The APWG defines phishing as “a criminal mechanism employing both social engineering and technical subterfuge” to steal data on personal identities or financial credentials. The APWG tracks the number of unique phishing Web sites as a primary measure of phishing volumes across the globe. A single phishing site may be advertised as thousands of customized URLs, but they often lead back to the same attack destination.
The total number of phishing sites detected by the APWG in the second quarter was 182,465 – up slightly from the 180,768 sites in 1Q-2019, and up notably from the 138,328 in 4Q-2018. A total of 341 brands were targeted by phishing campaigns in April, compared to 308 in May and 289 in June.
Social engineering schemes often use spoofed e-mails that claim to be from legitimate businesses.
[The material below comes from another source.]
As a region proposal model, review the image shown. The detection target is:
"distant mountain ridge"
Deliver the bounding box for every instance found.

The emails are designed to lead recipients to counterfeit Web sites that trick people into giving away financial data such as usernames and passwords. Other types of phishing attack vectors can include social media posts, fake banner ads, browser extensions or plug-ins.
Companies should update staff trainings and deploy real-time threat intelligence systems to guard against the growing identity theft technique known as “business e-mail compromises,” or BECs. In a BEC attack, the scammer targets employees who have access to company finances, usually by sending them emails from fake or compromised email accounts, which is known as a spear-phishing attack.
SaaS and webmail sites remained the biggest phishing targets in the second quarter. Phishers harvest credentials to those types of sites and then use them to perpetrate BEC attacks and to penetrate corporate SaaS accounts.
BEC scammers are not picky. They are known to target both large and small companies, causing aggregate losses in the billions of dollars. The bad guys usually impersonate a company employee or other trusted party to fool an unwitting co-worker into sending money such as a wire transfer to a bank account controlled by the criminal. Sometimes these attacks may also involve malware.
Before launching a spear-phishing attack, some sneaky attackers will spend weeks silently surfing around a compromised organization’s network to study the organization’s vendors, billing system, and even the CEO’s style of communication.